On to the manifests!

The SecretStore: Connecting Kubernetes to Vault

apiVersion: external-secrets.io/v1
kind: SecretStore
metadata:
  name: vault-backend
spec:
  provider:
    vault:
      server: "https://vault.myhomenet.lan"
      path: "secret"
      version: "v2"
      caBundle: "..."   # Base64-encoded CA certificate, see explanation below
      auth:
        tokenSecretRef:
          name: "vault-token"
          key: "token"

What’s happening here?

kind: SecretStore This is ESO’s way of defining a connection backend. Here, we’re telling ESO: “Whenever you need to fetch a secret, talk to this Vault instance.”

Vault provider details:

  • server: The Vault URL (https://vault.myhomenet.lan).
  • path: The mount path in Vault (secret/ in this case).
  • version: v2: This specifies the KV secrets engine version. Version 2 supports multiple versions of the same secret.
  • caBundle: A base64-encoded CA certificate, ensuring Kubernetes trusts Vault’s TLS connection.
  • auth: How ESO authenticates against Vault. Here we’re using a static token stored in a Kubernetes Secret (vault-token).
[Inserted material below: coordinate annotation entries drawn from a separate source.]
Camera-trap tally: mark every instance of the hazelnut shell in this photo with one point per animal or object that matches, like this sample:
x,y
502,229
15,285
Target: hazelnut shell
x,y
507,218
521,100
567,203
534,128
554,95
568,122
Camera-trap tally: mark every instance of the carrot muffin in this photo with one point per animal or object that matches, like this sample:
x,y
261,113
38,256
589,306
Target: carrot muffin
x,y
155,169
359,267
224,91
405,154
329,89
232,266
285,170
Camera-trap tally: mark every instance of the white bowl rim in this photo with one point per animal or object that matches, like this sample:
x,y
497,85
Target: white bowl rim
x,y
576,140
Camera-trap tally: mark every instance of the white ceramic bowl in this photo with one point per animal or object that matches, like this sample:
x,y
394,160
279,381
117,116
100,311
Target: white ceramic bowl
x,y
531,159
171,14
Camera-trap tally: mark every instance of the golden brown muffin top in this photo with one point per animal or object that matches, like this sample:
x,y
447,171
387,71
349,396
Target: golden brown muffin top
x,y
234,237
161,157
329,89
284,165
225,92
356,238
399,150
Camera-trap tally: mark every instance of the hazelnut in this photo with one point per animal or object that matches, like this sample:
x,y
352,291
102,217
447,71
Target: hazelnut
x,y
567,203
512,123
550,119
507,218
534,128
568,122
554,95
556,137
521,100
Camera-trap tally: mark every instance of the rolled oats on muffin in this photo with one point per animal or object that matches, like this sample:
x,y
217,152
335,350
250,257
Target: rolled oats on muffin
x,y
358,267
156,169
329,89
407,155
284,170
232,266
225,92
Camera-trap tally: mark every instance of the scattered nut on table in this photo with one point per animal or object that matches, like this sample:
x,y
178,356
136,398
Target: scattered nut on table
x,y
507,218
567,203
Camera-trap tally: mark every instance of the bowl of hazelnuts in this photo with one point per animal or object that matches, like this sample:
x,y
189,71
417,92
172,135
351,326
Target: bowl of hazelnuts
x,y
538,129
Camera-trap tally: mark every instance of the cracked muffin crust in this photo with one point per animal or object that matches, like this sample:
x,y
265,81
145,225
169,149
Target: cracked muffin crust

The ExternalSecret: Syncing Data from Vault into Kubernetes

apiVersion: external-secrets.io/v1
kind: ExternalSecret
metadata:
  name: vault-example
spec:
  refreshInterval: "15s"
  secretStoreRef:
    name: vault-backend
    kind: SecretStore
  target:
    name: example-sync
  data:
  - secretKey: foobar
    remoteRef:
      key: foo
      property: my-value

Breaking it down:

  • kind: ExternalSecret This is where you declare what you want from Vault and how to present it in Kubernetes.
  • refreshInterval: "15s" ESO checks Vault every 15 seconds to see if the secret changed. If it has, ESO updates the Kubernetes Secret automatically.
  • secretStoreRef Tells ESO to use the Vault connection we defined earlier (vault-backend).
  • target.name: example-sync ESO will create a native Kubernetes Secret called example-sync.

data section:

  • secretKey: foobar: Inside the Kubernetes Secret, the key will be foobar.
  • remoteRef.key: foo: Tells ESO to look up the Vault secret at secret/foo.
  • property: my-value: From that secret, only extract the field my-value.

Now, whenever the foo value changes in Vault, ESO will synchronize it into the secret eample-sync.